The Outcome Flow ensures that when care, responsibility, or escalation moves between teams or organisations, the episode completes with an explicit outcome — not by assumption, attrition, or silence.
In distributed care, work often appears to finish when responsibility moves elsewhere. But without explicit outcome governance, safety loops never close. Signals linger. Alerts decay. Learning stalls.
Care does not end when information moves. It ends when resolution is known.
Governance responsibilities
The Outcome Flow establishes clear governance responsibilities whenever a clinical episode, escalation, referral, or monitoring period reaches resolution — or fails to do so.
This includes:
- Responsibility for declaring when an episode is complete. Closure is an explicit act, not an inferred state.
- Visibility of outcomes to upstream and downstream services.
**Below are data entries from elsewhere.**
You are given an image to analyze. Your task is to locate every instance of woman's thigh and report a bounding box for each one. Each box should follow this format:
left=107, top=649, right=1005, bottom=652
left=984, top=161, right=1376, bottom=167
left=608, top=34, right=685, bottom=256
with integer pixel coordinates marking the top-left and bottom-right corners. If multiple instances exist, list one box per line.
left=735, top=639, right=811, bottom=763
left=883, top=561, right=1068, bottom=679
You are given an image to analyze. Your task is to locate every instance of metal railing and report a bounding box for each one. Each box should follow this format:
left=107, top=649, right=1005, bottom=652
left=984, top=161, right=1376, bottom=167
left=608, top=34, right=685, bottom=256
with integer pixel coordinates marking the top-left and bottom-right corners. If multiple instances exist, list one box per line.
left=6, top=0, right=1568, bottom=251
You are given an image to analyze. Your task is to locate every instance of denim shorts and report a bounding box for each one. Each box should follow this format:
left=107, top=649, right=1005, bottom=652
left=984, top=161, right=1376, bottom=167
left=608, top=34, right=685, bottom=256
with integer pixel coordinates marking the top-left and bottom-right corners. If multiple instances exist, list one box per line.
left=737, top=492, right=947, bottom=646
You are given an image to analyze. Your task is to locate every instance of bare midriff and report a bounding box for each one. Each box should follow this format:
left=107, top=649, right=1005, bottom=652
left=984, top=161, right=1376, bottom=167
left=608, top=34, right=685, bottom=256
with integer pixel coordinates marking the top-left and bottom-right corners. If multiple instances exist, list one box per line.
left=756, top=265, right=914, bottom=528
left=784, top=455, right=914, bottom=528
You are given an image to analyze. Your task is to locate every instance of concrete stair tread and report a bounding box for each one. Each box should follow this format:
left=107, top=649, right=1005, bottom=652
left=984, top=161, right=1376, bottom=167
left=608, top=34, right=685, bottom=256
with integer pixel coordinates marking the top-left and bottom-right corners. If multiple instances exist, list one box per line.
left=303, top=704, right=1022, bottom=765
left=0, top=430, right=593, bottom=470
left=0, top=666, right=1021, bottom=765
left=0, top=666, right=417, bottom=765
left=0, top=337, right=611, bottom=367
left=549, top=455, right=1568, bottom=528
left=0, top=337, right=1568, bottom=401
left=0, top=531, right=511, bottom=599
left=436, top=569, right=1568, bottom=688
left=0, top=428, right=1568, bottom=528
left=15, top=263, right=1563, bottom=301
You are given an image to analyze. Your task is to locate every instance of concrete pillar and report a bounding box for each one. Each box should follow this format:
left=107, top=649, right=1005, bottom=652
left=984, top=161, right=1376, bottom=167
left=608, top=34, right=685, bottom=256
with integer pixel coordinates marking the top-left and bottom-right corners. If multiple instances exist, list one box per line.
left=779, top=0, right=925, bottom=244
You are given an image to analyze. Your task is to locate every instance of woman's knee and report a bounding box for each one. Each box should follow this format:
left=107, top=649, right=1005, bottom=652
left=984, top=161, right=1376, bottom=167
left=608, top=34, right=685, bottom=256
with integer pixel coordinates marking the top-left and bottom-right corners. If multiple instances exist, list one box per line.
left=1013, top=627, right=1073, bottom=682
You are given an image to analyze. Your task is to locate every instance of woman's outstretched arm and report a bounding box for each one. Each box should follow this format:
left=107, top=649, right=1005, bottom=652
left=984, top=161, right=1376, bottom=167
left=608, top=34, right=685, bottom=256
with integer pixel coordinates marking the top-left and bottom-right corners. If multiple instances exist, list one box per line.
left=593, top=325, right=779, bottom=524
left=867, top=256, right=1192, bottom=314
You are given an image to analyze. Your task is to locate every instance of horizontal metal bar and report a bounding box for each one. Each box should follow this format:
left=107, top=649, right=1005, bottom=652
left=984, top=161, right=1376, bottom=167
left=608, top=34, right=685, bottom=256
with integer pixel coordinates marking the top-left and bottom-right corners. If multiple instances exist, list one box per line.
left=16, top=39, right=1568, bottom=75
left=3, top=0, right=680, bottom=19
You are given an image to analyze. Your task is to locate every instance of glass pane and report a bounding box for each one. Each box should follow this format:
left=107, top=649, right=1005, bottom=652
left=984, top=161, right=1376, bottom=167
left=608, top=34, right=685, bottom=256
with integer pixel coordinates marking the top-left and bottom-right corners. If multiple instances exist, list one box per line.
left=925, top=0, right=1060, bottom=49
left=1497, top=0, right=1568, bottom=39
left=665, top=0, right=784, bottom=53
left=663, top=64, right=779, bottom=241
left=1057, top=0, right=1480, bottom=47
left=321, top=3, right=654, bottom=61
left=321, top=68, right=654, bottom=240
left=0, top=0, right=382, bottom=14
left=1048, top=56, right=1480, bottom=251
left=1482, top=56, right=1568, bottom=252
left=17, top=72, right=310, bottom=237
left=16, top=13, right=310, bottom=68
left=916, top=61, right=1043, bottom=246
Those who initiated, supported, or depended on the episode can see how it concluded.
- Traceability between intent, action taken, and result. Outcomes are linked back to the purpose that justified the work.
- Explicit handling of partial resolution, non-resolution, or abandonment. Unfinished care is named as such, not silently absorbed into the system.
- Feedback of outcomes into safety, quality, and learning processes. Resolution informs improvement; silence does not.
Outcome governance ensures that care is judged by resolution, not just activity — and that responsibility truly discharges rather than evaporates.
Common failure modes
When outcome governance is implicit or absent, predictable failure modes emerge:
- Episodes that never formally close. Work stops, but no one declares that it has ended — leaving responsibility unresolved.
- Monitoring signals that decay into background noise. Alerts stop firing, not because risk resolved, but because attention moved elsewhere.
- Referrals that complete administratively, not clinically. A letter is sent. A task is ticked. The clinical question remains unanswered.
- Escalations resolved informally without trace. Decisions are made in conversation or corridor, but never recorded as outcomes.
- Post-incident reviews that cannot establish what actually happened. Activity is visible. Resolution is not.
These failure modes are rarely obvious in real time. They surface later — as repeated harm, duplicated work, defensive practice, or unexplained clinical variance.
Clinical safety implications
Data Coordination Board (DCB) 0129 / 0160 framing
From a clinical safety perspective, the Outcome Flow mitigates systemic hazard classes associated with incomplete, ambiguous, or unclosed episodes of care.
In DCB 0129 / 0160 terms, these hazards include:
- Failure to close safety-critical loops. Risks remain active because no explicit outcome or resolution was recorded.
- Assumed resolution without evidence. Teams believe care has completed when no verifiable end-state exists.
- Inability to learn from outcomes. Safety improvement stalls because outcomes are not visible across pathways.
- Repetition of harm due to missing feedback. The same failures recur because learning never propagates beyond the local episode.
- Inability to reconstruct episode resolution after harm occurs. Safety cases fail because the end state of care was never formally declared.
By making outcomes explicit at runtime, the Outcome Flow enables safety cases to demonstrate not merely that actions occurred, but that care reached a defined, reviewable, and safe conclusion — even when responsibility moved across organisational boundaries.
The Outcome Flow completes the Seven Flows governance cycle. Without it, the system silently accumulates unresolved risk — even when every other Flow is present and functioning correctly.
What this feels like in practice
When outcome governance is present, clinicians notice immediately:
- You know when a piece of work is genuinely complete — not just handed on
- You can see whether an escalation resolved the underlying issue, or merely moved it
- Monitoring periods end deliberately, with an explicit end state — not by silence
- Safety reviews focus on learning from decisions, not reconstructing what happened
- The same unresolved problems stop resurfacing across pathways
This is not performance reporting. It is clinical closure made explicit — so care can safely end, learning can propagate, and responsibility can genuinely discharge.
What this is not
The Outcome Flow is not:
- a reporting framework
- a KPI or outcomes dashboard
- a commissioning metric
- a retrospective audit tool
It does not judge clinicians or services. It ensures that episodes end deliberately, with an explicit end state — and that learning is possible when they do not.
Without explicit outcomes, accountability dissolves. With them, responsibility can safely discharge.
How this Flow interacts with others
Outcome sits downstream of Alert & Responsibility and Service Routing, and closes the loop back to Clinical Intent.
Intent defines why work begins. Routing defines where it goes. Responsibility defines who owns it. Outcome defines whether it resolved.
Without Outcome, responsibility never fully discharges. Work appears to move, but risk remains active.
If the Outcome Flow is missing, the system silently accumulates unresolved risk — even when every other Flow is present and functioning correctly.
Future iterations will add worked examples and assurance artefacts as the framework is applied in practice.